Let's filter the solution based on the minimum biomass value and min FVA theorical production

In [None]:

#final dataframe
column_names = ["solution", "Size", "pFBA", "EX_etoh_pFBA", "Biomass", "FVA_min_etoh","FVA_max_etoh"]
final_solutions = pd.DataFrame(columns = column_names)
k=0

#all solutions
tam = len(df["Modification"])

for i in range(0,tam):
    
    sol = df["Modification"].iloc[i]
    size = df["Size"].iloc[i]
    constraints = problem.solution_to_constraints(sol)

    #run pFBA and get the fluxes
    res = problem.simulate(constraints = constraints, method="pFBA")
    pfba_sol = res.objective_value
    fluxes = res.fluxes
    etoh = fluxes[PRODUCT]
    biomass = fluxes[BIOMASS]    

    #FVA based on constraints
    sim = problem.simulator
    res_fva = sim.FVA(constraints=constraints, obj_frac=0.90)
    res_fva

    #fva min succ > 0
    fva_min_etoh = res_fva["EX_succ_e"][0]
    fva_max_etoh = res_fva["EX_succ_e"][1]
    
    if biomass > 0.1 and fva_min_etoh > 0:
        final_solutions.loc[k]=[sol,size,pfba_sol,etoh,biomass,fva_min_etoh,fva_max_etoh]
        k=k+1
    

In [None]:
final_solutions

## Exercice 1

Alter the notebook to run a gene over/under-expression (GOUProblem) optimization task. You may also try other optimization objectives (replacing or adding new objectives) such as `CandidateSize` or `BPCY_FVA`.

## Exercice 2

Alter the notebook to find possible genetic modifications for the increased production of ethanol (EX_etoh_e)

# Simulating user defined modifications

Genetic modifications at the gene, enzyme, transcription or regulatory levels need to be translated to the (pseudo) reaction level. This task is problem dependent and consequently requires the instantiation of a problem.
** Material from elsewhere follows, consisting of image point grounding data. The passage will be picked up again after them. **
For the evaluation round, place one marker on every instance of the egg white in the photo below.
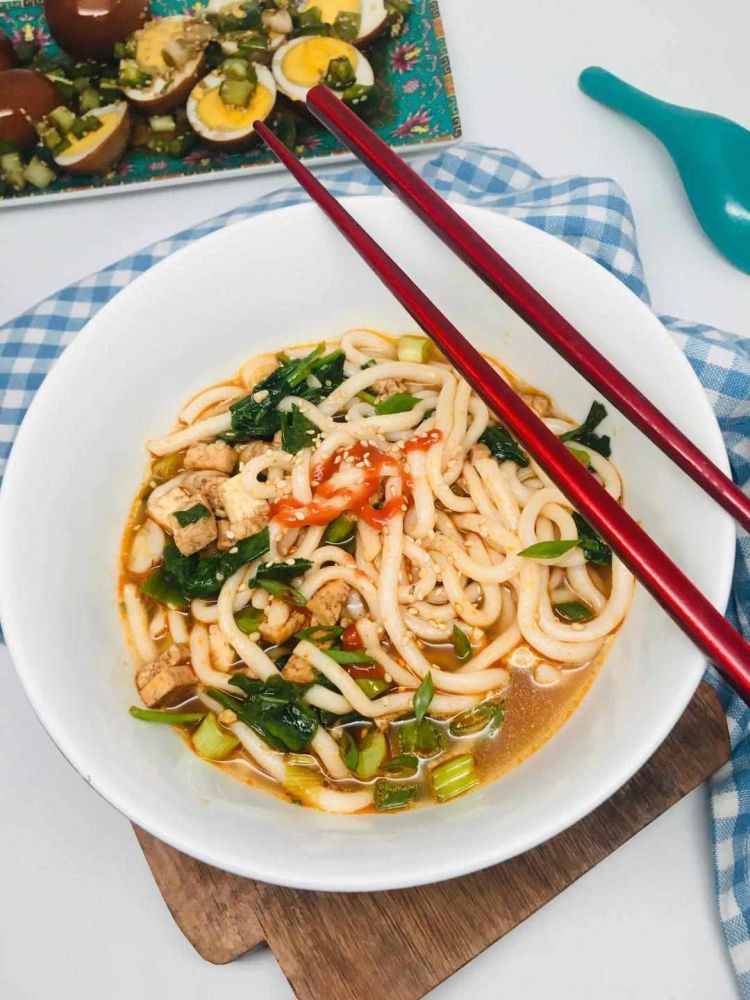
(363, 73)
(265, 78)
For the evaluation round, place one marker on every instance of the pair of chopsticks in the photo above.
(691, 611)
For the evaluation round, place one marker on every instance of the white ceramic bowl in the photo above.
(281, 278)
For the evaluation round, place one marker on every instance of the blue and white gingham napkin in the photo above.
(592, 214)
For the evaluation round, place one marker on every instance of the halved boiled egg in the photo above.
(305, 62)
(357, 21)
(97, 141)
(223, 107)
(167, 58)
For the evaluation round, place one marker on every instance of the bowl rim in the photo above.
(257, 869)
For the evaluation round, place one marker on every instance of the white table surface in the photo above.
(79, 913)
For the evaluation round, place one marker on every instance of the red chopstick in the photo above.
(513, 289)
(694, 614)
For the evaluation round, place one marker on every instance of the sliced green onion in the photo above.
(372, 686)
(167, 718)
(372, 753)
(162, 588)
(404, 764)
(454, 777)
(167, 466)
(474, 720)
(340, 530)
(212, 741)
(389, 796)
(573, 611)
(248, 619)
(320, 633)
(461, 645)
(283, 591)
(416, 349)
(423, 696)
(348, 750)
(348, 657)
(549, 550)
(399, 402)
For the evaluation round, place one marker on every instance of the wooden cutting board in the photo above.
(339, 946)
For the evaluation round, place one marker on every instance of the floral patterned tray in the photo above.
(416, 108)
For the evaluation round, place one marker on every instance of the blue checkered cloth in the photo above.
(590, 213)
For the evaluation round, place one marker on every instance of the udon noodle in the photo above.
(345, 582)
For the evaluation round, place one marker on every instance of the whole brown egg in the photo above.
(7, 53)
(25, 97)
(87, 29)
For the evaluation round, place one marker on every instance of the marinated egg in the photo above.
(223, 107)
(305, 62)
(25, 98)
(7, 53)
(168, 56)
(88, 29)
(357, 21)
(97, 150)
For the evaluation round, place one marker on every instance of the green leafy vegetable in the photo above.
(585, 434)
(573, 611)
(274, 710)
(256, 416)
(162, 588)
(348, 750)
(248, 620)
(461, 645)
(594, 548)
(166, 718)
(390, 795)
(455, 777)
(204, 575)
(191, 516)
(297, 432)
(404, 764)
(399, 402)
(549, 550)
(503, 447)
(423, 697)
(347, 657)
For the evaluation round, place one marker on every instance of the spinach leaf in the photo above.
(274, 710)
(585, 434)
(297, 432)
(203, 575)
(593, 547)
(256, 416)
(192, 515)
(503, 447)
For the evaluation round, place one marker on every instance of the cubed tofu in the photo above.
(218, 456)
(223, 655)
(278, 633)
(166, 681)
(247, 515)
(199, 532)
(327, 603)
(298, 670)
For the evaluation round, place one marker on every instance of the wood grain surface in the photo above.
(339, 946)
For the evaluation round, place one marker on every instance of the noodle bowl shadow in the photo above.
(191, 321)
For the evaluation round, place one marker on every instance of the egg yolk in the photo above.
(221, 117)
(330, 8)
(306, 63)
(148, 50)
(80, 146)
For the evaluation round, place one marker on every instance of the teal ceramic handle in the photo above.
(657, 116)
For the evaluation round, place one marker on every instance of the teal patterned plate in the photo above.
(416, 108)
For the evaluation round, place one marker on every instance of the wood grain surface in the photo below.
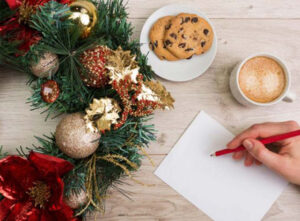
(243, 27)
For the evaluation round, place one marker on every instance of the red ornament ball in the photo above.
(49, 91)
(94, 60)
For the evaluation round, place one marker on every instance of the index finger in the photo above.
(263, 130)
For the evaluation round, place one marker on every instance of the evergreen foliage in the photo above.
(62, 37)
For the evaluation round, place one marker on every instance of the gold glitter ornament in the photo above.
(102, 114)
(74, 139)
(76, 199)
(120, 64)
(84, 14)
(155, 91)
(47, 65)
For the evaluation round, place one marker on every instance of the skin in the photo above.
(285, 162)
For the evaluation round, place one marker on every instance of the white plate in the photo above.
(182, 70)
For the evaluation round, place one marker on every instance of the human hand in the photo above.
(286, 162)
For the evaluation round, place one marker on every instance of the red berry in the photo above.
(94, 60)
(50, 91)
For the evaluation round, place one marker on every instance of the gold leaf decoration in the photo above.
(101, 114)
(120, 64)
(155, 91)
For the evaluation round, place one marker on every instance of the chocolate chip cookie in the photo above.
(156, 37)
(189, 34)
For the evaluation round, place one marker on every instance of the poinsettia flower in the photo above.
(33, 188)
(17, 26)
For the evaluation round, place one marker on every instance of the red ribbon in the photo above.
(13, 4)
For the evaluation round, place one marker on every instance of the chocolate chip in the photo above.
(180, 29)
(173, 35)
(182, 45)
(189, 49)
(168, 42)
(194, 20)
(205, 31)
(167, 27)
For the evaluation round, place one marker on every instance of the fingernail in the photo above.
(247, 144)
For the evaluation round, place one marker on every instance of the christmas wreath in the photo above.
(81, 61)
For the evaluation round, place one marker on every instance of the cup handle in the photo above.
(290, 97)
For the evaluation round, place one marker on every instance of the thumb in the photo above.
(262, 154)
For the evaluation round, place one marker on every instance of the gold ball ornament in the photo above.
(46, 66)
(84, 14)
(73, 138)
(76, 200)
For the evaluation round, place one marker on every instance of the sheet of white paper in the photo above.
(221, 187)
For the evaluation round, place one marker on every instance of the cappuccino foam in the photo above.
(262, 79)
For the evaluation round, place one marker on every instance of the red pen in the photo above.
(267, 140)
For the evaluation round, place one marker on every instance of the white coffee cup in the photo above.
(243, 99)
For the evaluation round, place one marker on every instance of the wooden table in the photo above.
(243, 27)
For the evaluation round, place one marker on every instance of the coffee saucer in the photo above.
(182, 70)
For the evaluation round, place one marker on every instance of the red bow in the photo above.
(33, 188)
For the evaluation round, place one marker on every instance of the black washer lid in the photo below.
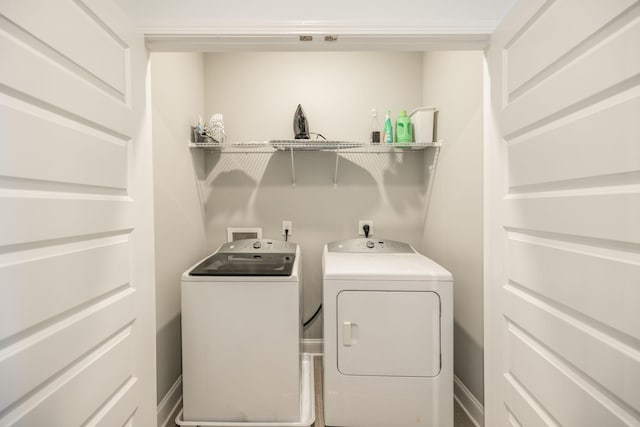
(250, 257)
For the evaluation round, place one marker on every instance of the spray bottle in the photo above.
(388, 129)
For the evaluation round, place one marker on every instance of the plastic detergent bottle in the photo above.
(403, 128)
(388, 129)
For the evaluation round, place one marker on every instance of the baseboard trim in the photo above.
(313, 346)
(468, 402)
(170, 405)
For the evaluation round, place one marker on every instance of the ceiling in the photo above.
(221, 25)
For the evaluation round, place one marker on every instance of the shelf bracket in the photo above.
(293, 169)
(335, 172)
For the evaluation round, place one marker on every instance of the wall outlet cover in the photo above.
(361, 224)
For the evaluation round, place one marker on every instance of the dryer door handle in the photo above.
(346, 333)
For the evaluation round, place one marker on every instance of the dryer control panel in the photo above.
(368, 245)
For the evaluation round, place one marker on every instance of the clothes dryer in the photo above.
(388, 336)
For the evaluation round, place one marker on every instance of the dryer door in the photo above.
(394, 333)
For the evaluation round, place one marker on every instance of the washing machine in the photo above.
(241, 330)
(388, 336)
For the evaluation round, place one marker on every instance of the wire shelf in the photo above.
(306, 145)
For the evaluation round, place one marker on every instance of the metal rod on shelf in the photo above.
(335, 173)
(293, 168)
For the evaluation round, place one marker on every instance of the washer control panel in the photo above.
(258, 245)
(370, 245)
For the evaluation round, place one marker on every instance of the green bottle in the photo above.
(403, 128)
(388, 129)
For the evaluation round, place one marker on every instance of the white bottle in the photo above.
(375, 128)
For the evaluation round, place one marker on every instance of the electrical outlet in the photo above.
(287, 225)
(361, 224)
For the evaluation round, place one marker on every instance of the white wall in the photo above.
(460, 16)
(177, 98)
(453, 228)
(258, 94)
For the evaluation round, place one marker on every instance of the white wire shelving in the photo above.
(293, 145)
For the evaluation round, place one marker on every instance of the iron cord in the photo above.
(313, 317)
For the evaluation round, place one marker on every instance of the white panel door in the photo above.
(77, 333)
(388, 333)
(563, 193)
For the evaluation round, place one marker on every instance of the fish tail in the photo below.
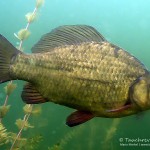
(7, 54)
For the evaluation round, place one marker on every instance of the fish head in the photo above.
(140, 92)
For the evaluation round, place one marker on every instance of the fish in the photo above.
(75, 66)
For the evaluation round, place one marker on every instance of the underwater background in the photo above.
(122, 22)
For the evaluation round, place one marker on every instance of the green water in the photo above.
(123, 22)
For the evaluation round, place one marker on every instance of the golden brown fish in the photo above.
(76, 67)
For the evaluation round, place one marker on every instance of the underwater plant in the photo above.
(22, 124)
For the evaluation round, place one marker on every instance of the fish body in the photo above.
(88, 74)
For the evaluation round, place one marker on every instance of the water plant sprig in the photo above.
(22, 35)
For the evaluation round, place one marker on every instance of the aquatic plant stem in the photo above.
(5, 102)
(25, 119)
(27, 26)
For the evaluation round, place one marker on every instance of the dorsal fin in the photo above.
(67, 35)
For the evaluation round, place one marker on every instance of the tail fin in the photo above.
(7, 53)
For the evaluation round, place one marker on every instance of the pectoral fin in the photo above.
(31, 96)
(120, 109)
(78, 117)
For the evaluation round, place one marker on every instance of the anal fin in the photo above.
(78, 117)
(31, 96)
If we do not intend run any optimization task, there is no need to define optimization objectives.

In [None]:
problem = GOUProblem(model,[], envcond=anaerobic)
sim = problem.simulator

A solution for a GOUProblem is a dictionary of genes' expression folds, e.g.:

In [None]:
solution = {'b3956': 8, 'b2914': 4}

You may get information on the genes using the simulator find functions

In [None]:
all_reactions = sim.get_gene_reactions()
gene_list = ['b3956','b2914']
found_reactions = [all_reactions[gene] for gene in gene_list if gene in all_reactions]

print(found_reactions)

The gene expressions are converted by the problem into reaction constraints:

In [None]:
constraints = problem.solution_to_constraints(solution)
constraints

that are used to run phenotypic simulations:

In [None]:
sim.simulate(constraints=constraints).find()

This functionality allows, for example, to simulate a same genetic modification on different methods or using other GEMs.